A planning inspector’s decision on whether or not to approve an Aldi store in Barnoldswick is expected within several weeks.
Pendle Projects Ltd lodged an appeal in December, 2012, against a Pendle Council West Craven Committee decision in August last year refusing consent for the 1,472 sq. m. store including access and car parking located on the Skipton Road Business Park.
Mark Taylforth, owner of Pendle Projects, was joined at the Rainhall Centre for the appeal hearing last Thursday by Mike Clarke, Aldi’s North West Property Director, Daniel Brown from How Planning and Debbie Smith from Smith Planning Consultants.

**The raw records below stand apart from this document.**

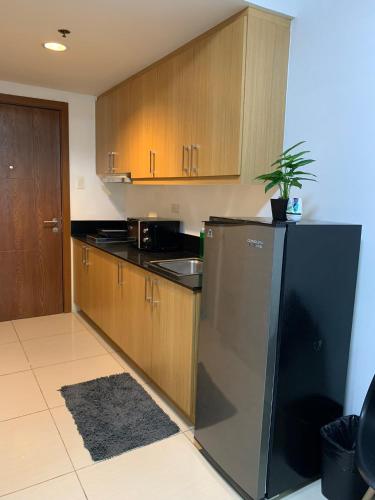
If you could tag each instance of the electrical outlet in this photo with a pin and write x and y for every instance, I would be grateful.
(175, 208)
(80, 184)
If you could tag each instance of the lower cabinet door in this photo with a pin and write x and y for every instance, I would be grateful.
(134, 318)
(173, 342)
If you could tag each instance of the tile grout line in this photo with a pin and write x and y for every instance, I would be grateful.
(24, 415)
(53, 335)
(36, 484)
(67, 361)
(59, 433)
(53, 420)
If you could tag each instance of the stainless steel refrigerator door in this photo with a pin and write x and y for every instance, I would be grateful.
(237, 349)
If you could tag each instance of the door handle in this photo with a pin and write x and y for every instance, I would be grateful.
(147, 281)
(153, 301)
(152, 162)
(185, 155)
(194, 166)
(110, 163)
(51, 223)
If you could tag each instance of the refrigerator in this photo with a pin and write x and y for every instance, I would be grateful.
(273, 348)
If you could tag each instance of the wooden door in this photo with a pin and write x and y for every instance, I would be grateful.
(31, 271)
(173, 341)
(135, 320)
(216, 96)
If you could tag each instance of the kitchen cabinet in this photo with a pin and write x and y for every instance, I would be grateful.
(153, 320)
(174, 311)
(81, 284)
(216, 102)
(134, 316)
(213, 109)
(109, 145)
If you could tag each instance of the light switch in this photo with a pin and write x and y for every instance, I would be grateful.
(80, 182)
(175, 208)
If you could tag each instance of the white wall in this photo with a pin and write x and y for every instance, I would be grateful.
(331, 104)
(95, 201)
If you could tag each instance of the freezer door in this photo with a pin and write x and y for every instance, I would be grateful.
(237, 349)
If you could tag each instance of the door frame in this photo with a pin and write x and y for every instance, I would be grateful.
(63, 109)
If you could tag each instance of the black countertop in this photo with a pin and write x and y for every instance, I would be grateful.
(140, 258)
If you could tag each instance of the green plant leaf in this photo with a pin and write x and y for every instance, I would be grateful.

Representing Pendle Council was Planning Manager Neil Watson, Chris Creighton from Peacock and Smith Chartered Town Planners and Rosemary Lyons, Pendle Council’s conservation officer.
The government appointed inspector, Robin Brooks, also heard a second appeal on the day too for a conservation consent application, also refused in August, 2012, as the Aldi would be within Barnoldswick’s Cornmill and Valley Gardens conservation area.
Mr Clarke said that Aldi was a deep discount store, offering a product range of 1,350 goods, capped at 2,500, in comparison to a supermarket which would stock in excess of 20,000 lines. He added that the store would employ between 18 and 20 full time equivalent staff.
Mr Creighton said that in his opinion, the Co-op store was the anchor which drew people in to Barnoldswick’s centre, and it followed that it helps to generate footfall in the town centre.
However, Mr Brown said in his opinion, he didn’t believe an Aldi would impinge on independent stores and the town centre impact would be “negligible”.
Mr Creighton said that he feared a “cluster to almost rival” the town centre would develop on Skipton Road with the Albert Hartley scheme directly opposite the proposed Aldi site with a Spar store further down the road.
Although Mr Clarke said they were “broadly in agreement” there would be no link trips on foot between Aldi and the town centre, 494 metres away, Mr Brown argued that it would create some link trips because at the moment, they didn’t exist at all.
Opinions between the two sides differed slightly on where trade would come from, with Mr Creighton thinking that 90% of trade would come from Barnoldswick itself and 10% from a wider catchment area, with Mr Brown putting his figures at 80% and 20%.
On the issue of the conservation area, there were aspects of the store design such as the retaining wall which concerned Mr Watson and Mrs Lyons, however, Miss Smith said that at the moment the site was “an eyesore” and that the “development would be a positive benefit”.